The Maryland Public Service Commission on Thursday approved a power company’s request to build wind turbines off Ocean City that are more than 200 feet taller than had originally been permitted.
The decision came after Ocean City officials, including Mayor Rick Meehan, had testified that the new, larger turbine design chosen by Skipjack Offshore Energy for the wind projects would ruin views of the horizon from the beach, thus affecting the town’s crucial tourism industry.
They added that the new turbines, three times taller than the tallest building in Ocean City, would require aerial hazard navigation lights, which the previous turbines did not, and contended that values of beachfront properties would be adversely affected.
Town officials wanted the commission to order Skipjack to move the turbines 33 miles offshore, citing a wind farm development off Long Island, New York, that is that far out, and thus out of sight.
Skipjack argued that the taller turbines will actually help the view, because they are more efficient and thus will allow them to build fewer than originally planned, and place them farther out into the water — between 21.5 and 22.7 miles out, as opposed to the original 19.5.
They also said that the argument they should build so far out as to be invisible from shore would require them to completely change the approved parameters they’ve been working from since 2017, and would fall outside the area they’ve been given to work with.
The commission sided with Skipjack, adding that the agreement with the energy company never specified a particular turbine.

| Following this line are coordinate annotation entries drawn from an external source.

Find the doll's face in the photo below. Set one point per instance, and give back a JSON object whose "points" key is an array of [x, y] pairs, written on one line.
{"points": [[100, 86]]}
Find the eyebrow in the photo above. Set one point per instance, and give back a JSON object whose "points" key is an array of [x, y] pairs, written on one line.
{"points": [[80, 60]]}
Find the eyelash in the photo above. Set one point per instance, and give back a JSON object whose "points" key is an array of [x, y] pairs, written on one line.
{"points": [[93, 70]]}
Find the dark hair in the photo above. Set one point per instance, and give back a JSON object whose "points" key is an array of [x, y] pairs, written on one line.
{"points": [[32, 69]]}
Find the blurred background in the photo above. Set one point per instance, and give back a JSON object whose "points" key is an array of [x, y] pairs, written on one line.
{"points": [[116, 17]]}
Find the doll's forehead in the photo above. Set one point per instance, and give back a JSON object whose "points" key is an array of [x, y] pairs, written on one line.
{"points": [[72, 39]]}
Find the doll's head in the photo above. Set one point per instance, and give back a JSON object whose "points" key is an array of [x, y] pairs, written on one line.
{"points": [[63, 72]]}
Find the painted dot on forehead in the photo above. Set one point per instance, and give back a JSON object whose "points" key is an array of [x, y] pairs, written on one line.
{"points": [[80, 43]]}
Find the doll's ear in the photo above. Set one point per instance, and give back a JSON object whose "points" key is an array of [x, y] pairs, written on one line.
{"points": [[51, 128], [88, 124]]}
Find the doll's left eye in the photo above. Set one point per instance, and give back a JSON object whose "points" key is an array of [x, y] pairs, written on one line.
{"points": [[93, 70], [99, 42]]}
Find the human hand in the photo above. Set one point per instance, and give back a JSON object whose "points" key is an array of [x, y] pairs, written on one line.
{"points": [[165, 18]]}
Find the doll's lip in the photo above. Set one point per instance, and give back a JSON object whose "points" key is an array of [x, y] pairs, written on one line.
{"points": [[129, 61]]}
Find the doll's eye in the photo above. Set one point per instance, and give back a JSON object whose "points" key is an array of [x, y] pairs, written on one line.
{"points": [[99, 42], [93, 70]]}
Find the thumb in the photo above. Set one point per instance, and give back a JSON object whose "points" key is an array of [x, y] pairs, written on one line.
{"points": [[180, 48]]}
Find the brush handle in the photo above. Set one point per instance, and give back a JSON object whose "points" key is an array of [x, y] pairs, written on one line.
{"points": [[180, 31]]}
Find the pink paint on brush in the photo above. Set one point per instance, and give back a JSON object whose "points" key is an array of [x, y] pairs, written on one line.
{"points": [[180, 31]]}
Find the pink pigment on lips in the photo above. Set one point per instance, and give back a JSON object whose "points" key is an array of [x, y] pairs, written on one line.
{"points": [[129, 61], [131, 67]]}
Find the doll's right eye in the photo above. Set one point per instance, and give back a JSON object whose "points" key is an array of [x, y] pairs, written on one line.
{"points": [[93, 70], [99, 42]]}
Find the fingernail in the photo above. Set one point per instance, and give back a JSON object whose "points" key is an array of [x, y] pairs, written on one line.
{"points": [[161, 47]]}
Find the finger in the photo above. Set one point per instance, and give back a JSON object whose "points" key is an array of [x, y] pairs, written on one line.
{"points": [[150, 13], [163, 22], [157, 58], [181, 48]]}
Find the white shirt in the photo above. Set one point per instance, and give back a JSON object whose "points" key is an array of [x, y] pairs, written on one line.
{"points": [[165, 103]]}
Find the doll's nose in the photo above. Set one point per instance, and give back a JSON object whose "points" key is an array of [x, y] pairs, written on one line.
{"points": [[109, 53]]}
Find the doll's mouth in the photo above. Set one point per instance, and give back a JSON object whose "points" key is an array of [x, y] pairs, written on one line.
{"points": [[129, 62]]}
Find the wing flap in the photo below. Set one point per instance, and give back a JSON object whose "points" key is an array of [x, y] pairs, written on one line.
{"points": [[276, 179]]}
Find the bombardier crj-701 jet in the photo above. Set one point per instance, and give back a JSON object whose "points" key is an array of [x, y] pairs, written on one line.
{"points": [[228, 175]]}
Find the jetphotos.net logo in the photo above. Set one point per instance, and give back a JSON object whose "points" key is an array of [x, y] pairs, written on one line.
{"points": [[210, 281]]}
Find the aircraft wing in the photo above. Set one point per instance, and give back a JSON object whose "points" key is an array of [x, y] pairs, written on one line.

The plan originally submitted with the application in 2016 used the most technologically advanced turbine at the time, the commission said in their decision, and since then, the state-of-the-art model has changed.
The new turbines will be 492 feet tall at the hub, up from the 374 feet of the previously approved turbine; the diameter of the rotor will be 721 feet, up from 590, and the tip height will grow to 853 feet, up from 641.
The commission said the new turbines meant that 12 or fewer turbines would be built, down from the previous 15.
Meehan also argued that, while the company told the commission about the new turbines in June 2019, Ocean City officials hadn’t heard from Skipjack for nearly six months before the new turbine design was unveiled at a public hearing in January.
The commission ordered Skipjack to stay in better contact with the town about its plans.